Thronged by shouting supporters, Ahmadinejad marched to a registration centre at the Interior Ministry, where he filled out registration forms. He held up his hands in a “V for Victory” salute before addressing reporters.

“My presence today for registration was based on demand by millions for my participation in the election,” he said, adding that the move also came after “considering the situation of the country, and the necessity for a revolution in the management of the country”.

Ahmadinejad previously served two four-year terms from 2005 to 2013. Under Iranian law, he became eligible to run again after four years out of office, but he remains a polarising figure, even among fellow hardliners. His disputed re-election in 2009 sparked massive “Green Movement” protests and a sweeping crackdown in which thousands of people were detained and dozens were killed.

Abroad, he became a caricature of Western perceptions of the Islamic Republic’s worst attributes, such as questioning the Holocaust, insisting Iran had no gay or lesbian citizens and hinting Iran could build a nuclear weapon if it chose to do so.
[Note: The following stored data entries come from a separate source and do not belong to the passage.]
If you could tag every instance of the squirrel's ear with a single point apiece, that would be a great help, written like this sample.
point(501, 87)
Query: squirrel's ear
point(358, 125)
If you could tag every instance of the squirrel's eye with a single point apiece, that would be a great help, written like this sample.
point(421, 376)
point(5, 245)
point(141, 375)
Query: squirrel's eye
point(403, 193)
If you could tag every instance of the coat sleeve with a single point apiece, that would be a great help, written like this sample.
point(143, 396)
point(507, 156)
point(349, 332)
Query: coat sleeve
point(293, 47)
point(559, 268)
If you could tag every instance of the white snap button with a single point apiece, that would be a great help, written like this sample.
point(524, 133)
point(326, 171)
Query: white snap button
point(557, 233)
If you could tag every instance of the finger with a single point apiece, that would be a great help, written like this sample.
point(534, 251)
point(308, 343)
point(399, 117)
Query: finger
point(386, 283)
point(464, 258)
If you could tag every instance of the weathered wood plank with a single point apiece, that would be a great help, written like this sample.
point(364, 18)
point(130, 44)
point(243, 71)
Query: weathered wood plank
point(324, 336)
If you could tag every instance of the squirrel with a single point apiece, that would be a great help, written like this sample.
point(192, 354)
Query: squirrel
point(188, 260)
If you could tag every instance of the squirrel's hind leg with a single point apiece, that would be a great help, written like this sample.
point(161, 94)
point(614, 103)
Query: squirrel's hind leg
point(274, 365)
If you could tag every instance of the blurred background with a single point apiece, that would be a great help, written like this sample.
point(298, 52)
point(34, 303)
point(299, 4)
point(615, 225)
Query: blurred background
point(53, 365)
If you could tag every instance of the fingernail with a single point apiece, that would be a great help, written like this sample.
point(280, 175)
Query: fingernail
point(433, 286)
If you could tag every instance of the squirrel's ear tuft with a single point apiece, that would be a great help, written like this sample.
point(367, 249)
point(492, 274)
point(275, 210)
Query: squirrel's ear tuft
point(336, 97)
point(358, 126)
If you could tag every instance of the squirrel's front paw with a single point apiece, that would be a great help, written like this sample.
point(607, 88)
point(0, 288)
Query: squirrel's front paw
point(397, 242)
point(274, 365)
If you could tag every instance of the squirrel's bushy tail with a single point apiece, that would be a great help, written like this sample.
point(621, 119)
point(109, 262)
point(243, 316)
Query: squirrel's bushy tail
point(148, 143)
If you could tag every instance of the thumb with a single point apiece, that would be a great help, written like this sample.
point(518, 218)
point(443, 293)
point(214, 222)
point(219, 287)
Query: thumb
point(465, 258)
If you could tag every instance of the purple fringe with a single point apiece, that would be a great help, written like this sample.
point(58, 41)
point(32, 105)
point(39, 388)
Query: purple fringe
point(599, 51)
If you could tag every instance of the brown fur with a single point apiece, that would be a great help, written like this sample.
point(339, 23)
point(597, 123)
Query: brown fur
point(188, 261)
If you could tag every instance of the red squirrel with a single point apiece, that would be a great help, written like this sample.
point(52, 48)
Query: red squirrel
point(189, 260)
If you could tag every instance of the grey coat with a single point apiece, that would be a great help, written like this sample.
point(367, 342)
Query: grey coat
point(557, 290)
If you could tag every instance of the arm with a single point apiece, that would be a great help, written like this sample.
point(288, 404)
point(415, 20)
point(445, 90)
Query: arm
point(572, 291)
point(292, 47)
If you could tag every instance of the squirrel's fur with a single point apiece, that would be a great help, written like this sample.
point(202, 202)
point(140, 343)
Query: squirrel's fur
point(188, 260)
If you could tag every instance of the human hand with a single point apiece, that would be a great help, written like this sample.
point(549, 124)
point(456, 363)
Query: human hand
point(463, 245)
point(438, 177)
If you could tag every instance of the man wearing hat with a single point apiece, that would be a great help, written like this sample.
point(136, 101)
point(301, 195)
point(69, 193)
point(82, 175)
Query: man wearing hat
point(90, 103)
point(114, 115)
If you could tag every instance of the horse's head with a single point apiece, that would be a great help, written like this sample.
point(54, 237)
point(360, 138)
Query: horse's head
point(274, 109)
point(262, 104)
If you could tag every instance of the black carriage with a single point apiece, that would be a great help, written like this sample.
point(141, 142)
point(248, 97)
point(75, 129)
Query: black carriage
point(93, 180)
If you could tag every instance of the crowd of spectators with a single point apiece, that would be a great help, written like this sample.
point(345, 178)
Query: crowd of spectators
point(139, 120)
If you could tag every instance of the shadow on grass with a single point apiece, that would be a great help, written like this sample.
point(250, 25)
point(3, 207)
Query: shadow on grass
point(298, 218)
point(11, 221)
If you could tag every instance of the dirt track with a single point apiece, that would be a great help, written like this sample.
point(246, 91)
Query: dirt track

But Ahmadinejad remains popular among the poor for his populist efforts and home-building programs. Since leaving office, he’s raised his profile via a social media presence and written widely publicised letters to world leaders. He’s also criticised government corruption, though his own administration faced graft allegations and two of his former vice presidents were jailed.

Unlike 2017, however, Khamenei hasn’t warned Ahmadinejad off the campaign and is even signalling he will remain silent about his opinions.

“In past elections, those who wanted to become a candidate came and asked me ‘Do you agree?’” Khamenei said in a video-conference speech on Tuesday night to Iranian university students. “This year I said I won’t even say that.”

Iran opened registration for the presidential election on Tuesday, kicking off the race as uncertainty looms over Tehran’s tattered nuclear deal with world powers and tensions remain high with the West. It will run through Saturday.

Also registering on Wednesday was Rostam Ghasemi, who served as oil minister under Ahmadinejad and as a general in Iran’s paramilitary Revolutionary Guard. Hardliners have increasingly suggested a former military commander should be president given the country’s problems, something that hasn’t happened since Iran’s 1979 Islamic Revolution and the purge of the armed forces that followed.

“A large portion of the people have gotten below the poverty line. I think mottos like ‘it can be done’ or ‘it must be done’ belong to the past,” Ghasemi told journalists. “God willing, with the experience gained from the past, the people will not give the helm of the country to people that haven’t even navigated a boat before.”

Within Iran, candidates exist on a political spectrum that broadly includes hardliners who want to expand Iran’s nuclear programme and confront the world, moderates who hold onto the status quo and reformists who want to change the theocracy from within.

Those calling for radical change find themselves blocked from even running for office by the Guardian Council, a 12-member panel that vets and approves candidates under Khamenei’s watch.

Among the reformists, however, a clear candidate has yet to emerge. Some have mentioned Foreign Minister Mohammad Javad Zarif, though he now finds himself embroiled in a scandal over a leaked recording in which he offered frank criticism of the Guard and the limits of the civilian government’s power.

But Zarif on Wednesday seemed to close the door to that speculation in an Instagram post.

“In my loneliness, I thought and calculated my shortcomings, both domestic and foreign, in a difficult and tense situation,” he wrote. I “finally concluded in good conscience that my participation does not agree with the virtuousness and expedience of the nation and the country.”